Réponse : A la réunion de Rome, les participants procéderont à la coordination.
Bien entendu les Eglises non catholiques seront invitées à ce Synode.
-
Est-ce que notre Eglise de la Diaspora aura un rôle ?
Réponse : Tous sont invités à ce Synode.
Là Monseigneur Janbart mit en garde de tomber dans les théories et d’y rester sans
arriver à résoudre la réalité des conflits en Orient.
Après ces questions, les participants furent répartis en trois cercles :
Le premier cercle étudia « La communion entre les Eglises, la communion entre les
communautés religieuses et la communion dans l’action apostolique ».

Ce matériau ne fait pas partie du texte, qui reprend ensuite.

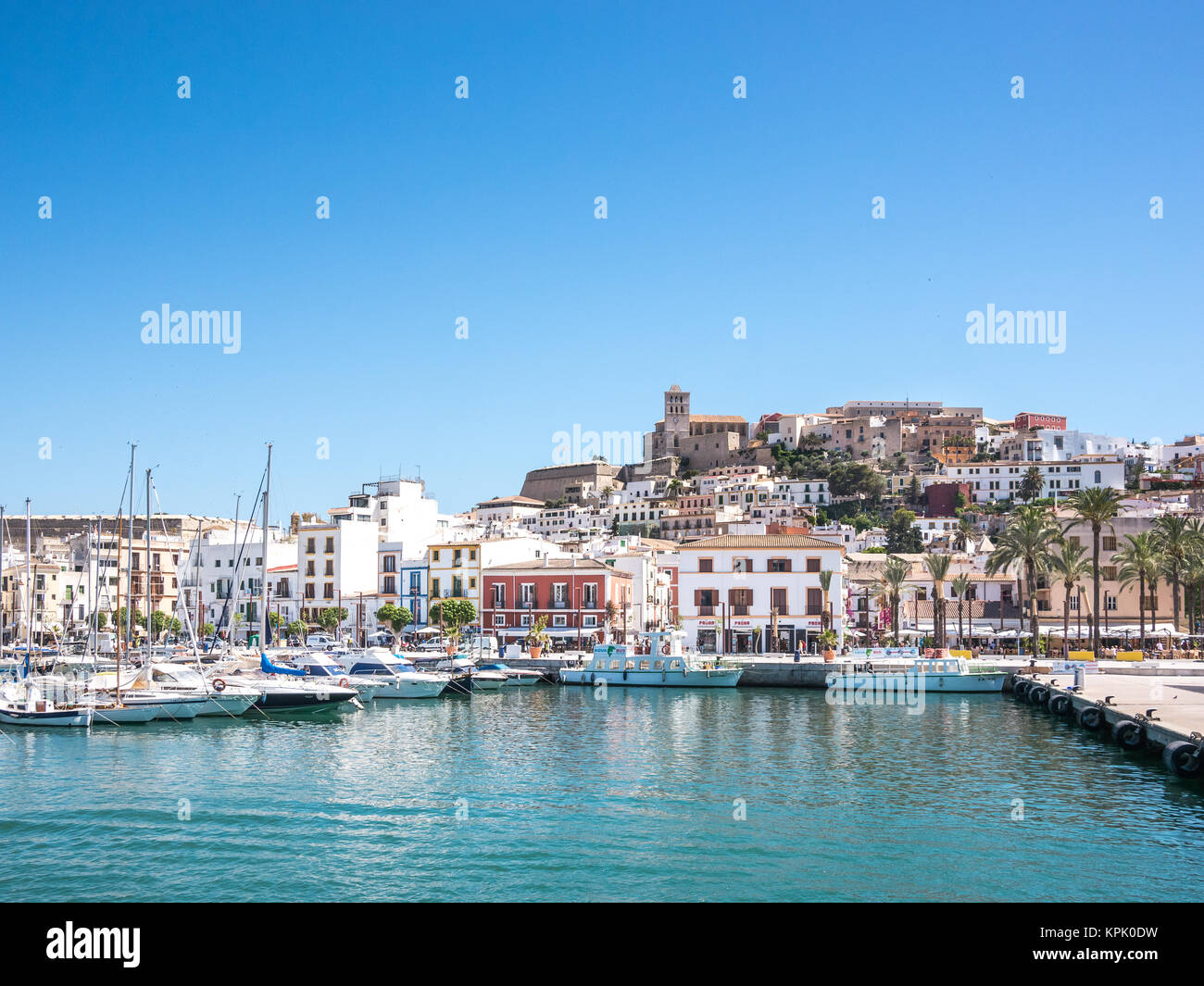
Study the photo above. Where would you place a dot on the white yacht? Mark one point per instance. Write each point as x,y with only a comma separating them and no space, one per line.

Le deuxième cercle étudia le sujet suivant : « Le témoignage : rôle des laïcs dans le
témoignage, les défis de ce témoignage et le rôle de l’Eglise dans le témoignage à
travers le dialogue ».
Le troisième cercle traita : « Le témoignage à travers le développement ; le
témoignage et la famille; ensuite travailler en sorte que les participants fassent preuve
d’une communion et d’un témoignage meilleurs ».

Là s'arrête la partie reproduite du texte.